When a Java program creates an instance of a class or an array, it allocates memory for the new object in the heap. There is only one heap in the virtual machine, and all threads share it.
     1. Garbage Collection
     Garbage collection is the main method of releasing objects that are not referenced. It may also move objects to reduce heap fragmentation. Garbage collection is not strictly defined in the specification of the Java Virtual Machine, only that an implementation of a Java Virtual Machine must manage its own heap in some way. See Chapter 9, "Garbage Collection" for details.
     2. Object Representation
     The specification of the Java virtual machine does not define how objects are stored in the heap. Each object mainly stores the object variables defined in his class and parent class. For a given object reference, the virtual machine must quickly locate the object's data. In addition, it is necessary to provide a method of method object data through the reference of the object, such as the reference of the object in the method area, so the data saved by an object often contains a pointer to the method area in some form.
     One possible heap design is to divide the heap into two parts: the reference pool and the object pool.

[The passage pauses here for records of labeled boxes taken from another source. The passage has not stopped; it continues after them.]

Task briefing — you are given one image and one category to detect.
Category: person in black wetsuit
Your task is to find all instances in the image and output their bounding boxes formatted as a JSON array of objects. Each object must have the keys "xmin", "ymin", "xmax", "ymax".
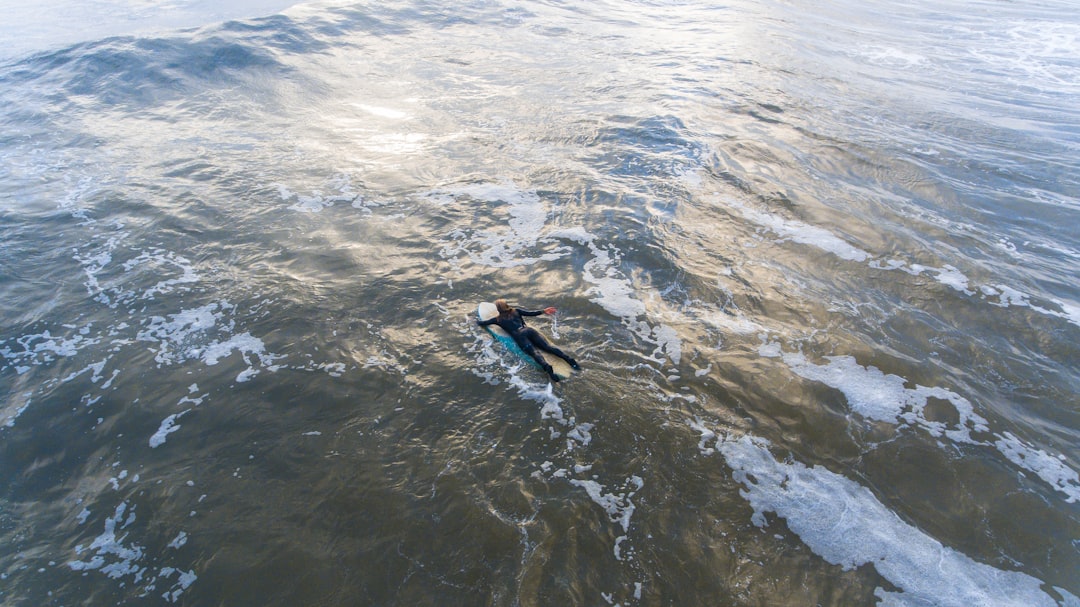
[{"xmin": 476, "ymin": 299, "xmax": 581, "ymax": 381}]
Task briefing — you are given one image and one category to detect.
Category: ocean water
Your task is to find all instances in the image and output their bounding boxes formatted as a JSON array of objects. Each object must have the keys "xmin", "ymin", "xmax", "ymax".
[{"xmin": 0, "ymin": 0, "xmax": 1080, "ymax": 606}]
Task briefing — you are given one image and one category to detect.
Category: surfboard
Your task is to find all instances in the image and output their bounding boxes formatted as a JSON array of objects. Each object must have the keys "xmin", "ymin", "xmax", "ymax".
[{"xmin": 476, "ymin": 301, "xmax": 573, "ymax": 379}]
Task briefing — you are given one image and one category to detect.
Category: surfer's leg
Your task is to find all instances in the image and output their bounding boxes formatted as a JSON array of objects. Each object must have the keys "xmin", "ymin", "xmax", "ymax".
[
  {"xmin": 515, "ymin": 338, "xmax": 558, "ymax": 381},
  {"xmin": 525, "ymin": 327, "xmax": 581, "ymax": 369}
]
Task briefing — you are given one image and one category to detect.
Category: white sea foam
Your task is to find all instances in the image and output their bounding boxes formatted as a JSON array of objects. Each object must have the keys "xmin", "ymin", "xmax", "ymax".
[
  {"xmin": 994, "ymin": 432, "xmax": 1080, "ymax": 502},
  {"xmin": 150, "ymin": 409, "xmax": 191, "ymax": 449},
  {"xmin": 548, "ymin": 227, "xmax": 683, "ymax": 365},
  {"xmin": 136, "ymin": 301, "xmax": 233, "ymax": 365},
  {"xmin": 4, "ymin": 392, "xmax": 33, "ymax": 428},
  {"xmin": 428, "ymin": 183, "xmax": 566, "ymax": 268},
  {"xmin": 726, "ymin": 200, "xmax": 870, "ymax": 261},
  {"xmin": 136, "ymin": 301, "xmax": 284, "ymax": 381},
  {"xmin": 716, "ymin": 436, "xmax": 1056, "ymax": 607},
  {"xmin": 758, "ymin": 343, "xmax": 988, "ymax": 443},
  {"xmin": 570, "ymin": 475, "xmax": 645, "ymax": 532},
  {"xmin": 68, "ymin": 502, "xmax": 145, "ymax": 583},
  {"xmin": 758, "ymin": 341, "xmax": 1080, "ymax": 502},
  {"xmin": 274, "ymin": 176, "xmax": 360, "ymax": 213},
  {"xmin": 980, "ymin": 284, "xmax": 1080, "ymax": 326}
]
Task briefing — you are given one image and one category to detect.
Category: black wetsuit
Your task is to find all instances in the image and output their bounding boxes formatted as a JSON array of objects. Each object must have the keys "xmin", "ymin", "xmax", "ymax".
[{"xmin": 478, "ymin": 308, "xmax": 579, "ymax": 381}]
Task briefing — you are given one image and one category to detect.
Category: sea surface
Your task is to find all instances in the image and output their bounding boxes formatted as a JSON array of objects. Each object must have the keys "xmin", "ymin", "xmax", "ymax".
[{"xmin": 0, "ymin": 0, "xmax": 1080, "ymax": 607}]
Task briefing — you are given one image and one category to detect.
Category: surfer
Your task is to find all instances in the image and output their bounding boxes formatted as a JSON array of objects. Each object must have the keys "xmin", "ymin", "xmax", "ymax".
[{"xmin": 476, "ymin": 299, "xmax": 581, "ymax": 381}]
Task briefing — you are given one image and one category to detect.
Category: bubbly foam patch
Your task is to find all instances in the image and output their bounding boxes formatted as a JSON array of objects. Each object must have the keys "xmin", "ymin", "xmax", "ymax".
[
  {"xmin": 428, "ymin": 183, "xmax": 566, "ymax": 268},
  {"xmin": 758, "ymin": 342, "xmax": 1080, "ymax": 502},
  {"xmin": 548, "ymin": 227, "xmax": 683, "ymax": 365},
  {"xmin": 273, "ymin": 175, "xmax": 364, "ymax": 213},
  {"xmin": 136, "ymin": 301, "xmax": 284, "ymax": 381},
  {"xmin": 727, "ymin": 200, "xmax": 870, "ymax": 261},
  {"xmin": 702, "ymin": 433, "xmax": 1056, "ymax": 607},
  {"xmin": 713, "ymin": 192, "xmax": 1080, "ymax": 326}
]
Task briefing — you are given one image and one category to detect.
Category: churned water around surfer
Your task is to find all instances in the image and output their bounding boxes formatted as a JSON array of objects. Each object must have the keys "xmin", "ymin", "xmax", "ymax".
[{"xmin": 0, "ymin": 0, "xmax": 1080, "ymax": 606}]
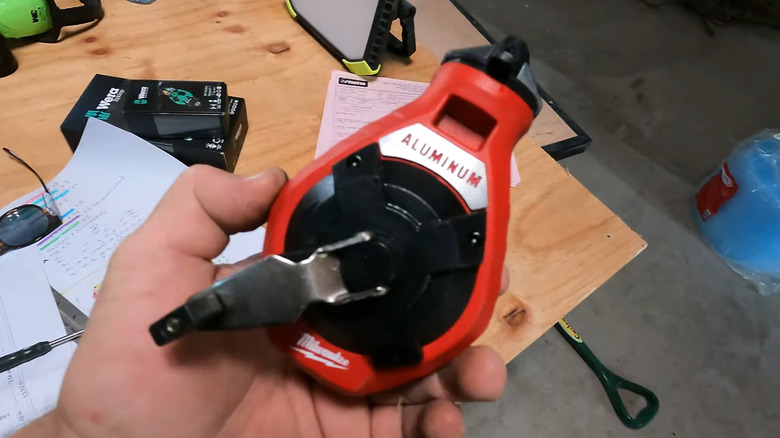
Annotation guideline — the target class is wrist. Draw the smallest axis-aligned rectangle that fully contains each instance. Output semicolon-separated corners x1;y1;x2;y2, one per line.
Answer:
11;408;79;438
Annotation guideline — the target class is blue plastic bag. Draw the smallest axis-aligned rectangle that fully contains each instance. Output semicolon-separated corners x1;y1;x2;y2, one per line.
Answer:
695;130;780;295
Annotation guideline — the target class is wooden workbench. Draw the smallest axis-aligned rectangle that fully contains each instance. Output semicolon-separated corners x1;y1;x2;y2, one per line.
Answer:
0;0;646;361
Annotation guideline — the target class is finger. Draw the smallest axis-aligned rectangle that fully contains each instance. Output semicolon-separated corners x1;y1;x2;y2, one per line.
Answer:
138;166;287;260
402;400;465;438
498;265;509;295
312;385;371;438
372;347;506;405
370;405;404;438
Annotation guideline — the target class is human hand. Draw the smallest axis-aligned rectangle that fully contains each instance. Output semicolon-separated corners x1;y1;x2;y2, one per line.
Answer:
18;166;506;438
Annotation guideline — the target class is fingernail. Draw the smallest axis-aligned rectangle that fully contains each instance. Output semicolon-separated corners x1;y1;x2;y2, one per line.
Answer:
247;171;267;179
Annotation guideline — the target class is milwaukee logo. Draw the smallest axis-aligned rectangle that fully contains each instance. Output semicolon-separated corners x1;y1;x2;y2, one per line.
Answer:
379;123;488;210
339;77;368;87
290;333;349;370
401;134;482;187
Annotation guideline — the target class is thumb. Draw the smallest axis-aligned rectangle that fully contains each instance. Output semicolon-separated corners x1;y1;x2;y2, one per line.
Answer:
137;166;287;260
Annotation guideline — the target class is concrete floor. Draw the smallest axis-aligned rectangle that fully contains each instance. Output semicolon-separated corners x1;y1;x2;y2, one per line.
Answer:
460;0;780;438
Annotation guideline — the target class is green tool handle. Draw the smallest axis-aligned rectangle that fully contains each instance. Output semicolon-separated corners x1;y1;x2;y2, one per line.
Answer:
0;341;52;373
555;318;659;429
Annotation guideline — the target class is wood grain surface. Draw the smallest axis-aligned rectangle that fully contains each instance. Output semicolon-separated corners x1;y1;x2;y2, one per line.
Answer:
0;0;645;361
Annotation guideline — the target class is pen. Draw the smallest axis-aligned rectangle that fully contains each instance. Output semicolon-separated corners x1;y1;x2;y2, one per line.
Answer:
0;329;84;373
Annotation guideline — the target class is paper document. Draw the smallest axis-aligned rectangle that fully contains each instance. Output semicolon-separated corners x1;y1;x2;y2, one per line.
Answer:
314;70;520;187
0;248;76;437
1;119;265;315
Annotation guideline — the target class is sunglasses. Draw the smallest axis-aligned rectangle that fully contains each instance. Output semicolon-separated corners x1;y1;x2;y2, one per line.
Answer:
0;148;62;255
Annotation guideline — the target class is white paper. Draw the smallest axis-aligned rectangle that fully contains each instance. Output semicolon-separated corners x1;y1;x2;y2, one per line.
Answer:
2;119;265;315
0;248;75;437
314;70;520;187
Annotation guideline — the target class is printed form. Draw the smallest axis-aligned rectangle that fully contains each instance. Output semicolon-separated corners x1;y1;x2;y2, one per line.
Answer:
314;70;520;187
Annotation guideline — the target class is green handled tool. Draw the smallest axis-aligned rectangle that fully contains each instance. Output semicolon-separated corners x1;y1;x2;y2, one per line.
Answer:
555;318;659;429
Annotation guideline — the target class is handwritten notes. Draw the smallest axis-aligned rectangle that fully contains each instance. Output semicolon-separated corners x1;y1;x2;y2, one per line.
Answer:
0;248;75;437
1;119;265;315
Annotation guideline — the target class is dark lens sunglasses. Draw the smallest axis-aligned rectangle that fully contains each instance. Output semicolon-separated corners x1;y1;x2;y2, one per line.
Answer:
0;148;62;255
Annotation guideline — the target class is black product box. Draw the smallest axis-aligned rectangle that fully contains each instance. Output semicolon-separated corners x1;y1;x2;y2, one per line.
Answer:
145;96;249;172
60;75;230;151
122;80;230;138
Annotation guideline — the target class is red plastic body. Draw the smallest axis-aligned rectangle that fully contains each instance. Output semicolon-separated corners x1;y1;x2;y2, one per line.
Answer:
264;62;534;394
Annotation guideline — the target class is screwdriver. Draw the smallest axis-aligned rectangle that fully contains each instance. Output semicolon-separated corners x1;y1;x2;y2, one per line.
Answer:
0;329;84;373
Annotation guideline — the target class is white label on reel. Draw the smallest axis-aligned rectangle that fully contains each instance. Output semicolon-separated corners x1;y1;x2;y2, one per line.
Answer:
379;123;487;210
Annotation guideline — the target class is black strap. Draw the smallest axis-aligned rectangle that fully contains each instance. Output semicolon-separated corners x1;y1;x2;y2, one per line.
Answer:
387;0;417;58
38;0;105;43
57;0;104;27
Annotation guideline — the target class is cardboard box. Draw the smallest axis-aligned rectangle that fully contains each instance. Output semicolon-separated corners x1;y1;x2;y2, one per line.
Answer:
144;96;249;172
60;75;249;172
122;80;230;138
60;75;230;151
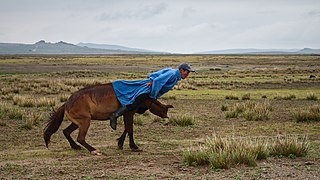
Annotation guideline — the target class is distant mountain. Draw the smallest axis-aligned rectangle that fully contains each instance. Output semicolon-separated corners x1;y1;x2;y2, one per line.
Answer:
195;48;320;54
0;40;168;55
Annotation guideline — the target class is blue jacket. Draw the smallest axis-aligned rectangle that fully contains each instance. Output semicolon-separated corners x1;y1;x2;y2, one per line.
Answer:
112;68;181;106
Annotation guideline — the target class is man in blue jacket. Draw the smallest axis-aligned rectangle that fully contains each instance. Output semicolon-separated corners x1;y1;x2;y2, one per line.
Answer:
110;63;194;130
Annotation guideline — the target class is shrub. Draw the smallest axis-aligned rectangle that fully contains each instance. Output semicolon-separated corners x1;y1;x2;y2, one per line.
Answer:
169;115;194;126
293;106;320;122
306;93;318;101
182;149;210;166
225;95;239;100
183;136;309;169
274;94;296;100
241;94;250;100
221;105;228;111
225;102;272;121
270;135;309;157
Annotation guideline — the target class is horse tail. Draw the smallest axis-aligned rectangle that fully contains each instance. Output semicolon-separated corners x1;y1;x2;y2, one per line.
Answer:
43;104;65;148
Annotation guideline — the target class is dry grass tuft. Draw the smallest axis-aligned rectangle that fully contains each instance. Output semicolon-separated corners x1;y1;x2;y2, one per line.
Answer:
183;136;309;169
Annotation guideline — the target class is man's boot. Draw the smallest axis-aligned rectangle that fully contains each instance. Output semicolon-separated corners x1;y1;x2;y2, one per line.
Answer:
110;106;129;130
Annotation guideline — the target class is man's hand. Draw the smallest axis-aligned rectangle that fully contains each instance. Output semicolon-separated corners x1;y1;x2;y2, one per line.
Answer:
147;81;152;87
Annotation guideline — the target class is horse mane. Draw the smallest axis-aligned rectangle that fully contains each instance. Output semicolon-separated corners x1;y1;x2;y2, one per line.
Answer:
66;83;113;108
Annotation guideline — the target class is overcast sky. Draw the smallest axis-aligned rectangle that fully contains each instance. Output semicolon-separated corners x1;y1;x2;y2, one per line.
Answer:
0;0;320;53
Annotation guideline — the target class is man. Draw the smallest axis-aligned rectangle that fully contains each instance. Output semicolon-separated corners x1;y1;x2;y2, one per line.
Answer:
110;63;195;130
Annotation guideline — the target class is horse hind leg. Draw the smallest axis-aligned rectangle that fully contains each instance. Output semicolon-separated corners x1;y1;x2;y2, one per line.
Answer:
77;119;101;155
63;123;81;150
117;130;127;150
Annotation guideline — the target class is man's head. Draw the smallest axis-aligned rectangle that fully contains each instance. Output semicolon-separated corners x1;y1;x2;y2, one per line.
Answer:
178;63;195;79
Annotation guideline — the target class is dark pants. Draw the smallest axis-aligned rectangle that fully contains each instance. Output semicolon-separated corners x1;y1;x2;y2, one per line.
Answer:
126;93;150;111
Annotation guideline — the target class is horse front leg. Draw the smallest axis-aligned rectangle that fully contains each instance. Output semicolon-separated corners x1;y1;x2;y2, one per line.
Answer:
124;113;141;152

An object reference is a local pointer to the reference pool. Each entry in the reference pool contains two parts: a pointer to the object data in the object pool and a pointer to the object class data in the method area. This design can facilitate the defragmentation of the Java virtual machine heap. When the virtual machine moves an object in the object pool, it only needs to modify the pointer address in the corresponding reference pool. But every time the data of the object is accessed, the pointer needs to be processed twice. The diagram below demonstrates the design of such a heap. The HeapOfFish Applet in "Garbage Collection" in Chapter 9 demonstrates this design.
     Another design of the heap is that a reference to an object is a pointer to a bunch of data and an offset pointer to the corresponding object. This design facilitates the access of objects, but the movement of objects becomes extremely complicated. The image below demonstrates this design
     When a program attempts to convert an object to another type, the virtual machine needs to determine whether the conversion is the object's type, or its supertype. Similar things are done when the program uses the instanceof statement. When a program calls a method of an object, the virtual machine needs to perform dynamic binding, and it must determine which type of method to call. This also requires the above judgment.
     Regardless of which design a virtual machine implementer uses, he may keep a method list-like information for each object. Because it can improve the speed of object method calls, it is very important to improve the performance of the virtual machine, but the specification of the virtual machine does not require that a similar data structure must be implemented. The figure below depicts this structure. The figure shows all the data structures associated with an object reference, including:
          1), a pointer to type data
          2), a list of methods of an object. The method list is an array of pointers to all possible methods of the object to be called. The method data consists of three parts: the size of the opcode stack and the local variable area of the method stack; the bytecode of the method; and the exception list.
          Every object in the Java virtual machine must be associated with a lock (mutex) used to synchronize multiple threads. At the same time, only one object can own the lock of this object. When a lock owns the object, he can apply for the lock multiple times, but the lock must be released for the corresponding number of times before the object lock can be released. Many objects are not locked throughout their lifetime, so this information only needs to be added when needed. Many implementations of the Java virtual machine do not include "lock data" in the object's data, and only generate the corresponding data when needed. In addition to implementing object locking, each object is also logically associated with a "wait set" implementation. Locking helps group threads process shared data independently, without interfering with other threads. A "wait set" helps groups of threads cooperate to accomplish the same goal. "wait set" is often implemented through the wait() and notify() methods of the Object class.
     Garbage collection also needs information about whether objects in the heap are associated. The Java Virtual Machine specification states that garbage collection runs an object's finalizer method once, but allows the finalizer method to re-reference the object. When the object is not referenced again, the finalize method does not need to be called again. So the virtual machine also needs to save the information about whether the finalize method has been run. For more information, see "Garbage Collection" in Chapter 9.
     3. Array Representation
In Java, an array is an object in the full sense. Like an object, it is stored in the heap and has a pointer to an instance of the Class class. citations. All arrays of the same dimension and type have the same Class, regardless of the length of the array. The name of the corresponding Class is represented as dimension and type. For example, the Class name of an integer data is "[I", the Class name of a three-dimensional array of bytes is "[[[B", and the Class name of two-dimensional object data is "[[Ljava.lang.Object".
     Arrays must store on the heap the length of the array, the data of the array and a reference to some object array type data. Through an array reference, the virtual machine should be able to obtain the length of an array, access specific data through an index, and be able to call methods defined by Object. Object is the direct parent class of all data classes. See Chapter 6, "Class Files" for more information.
6. Basic structure:

From the logical structure of the Java platform, we can understand the JVM from the following figure:

From the above figure, we can clearly see the various logical modules contained in the Java platform, and we can also understand the difference between JDK and JRE.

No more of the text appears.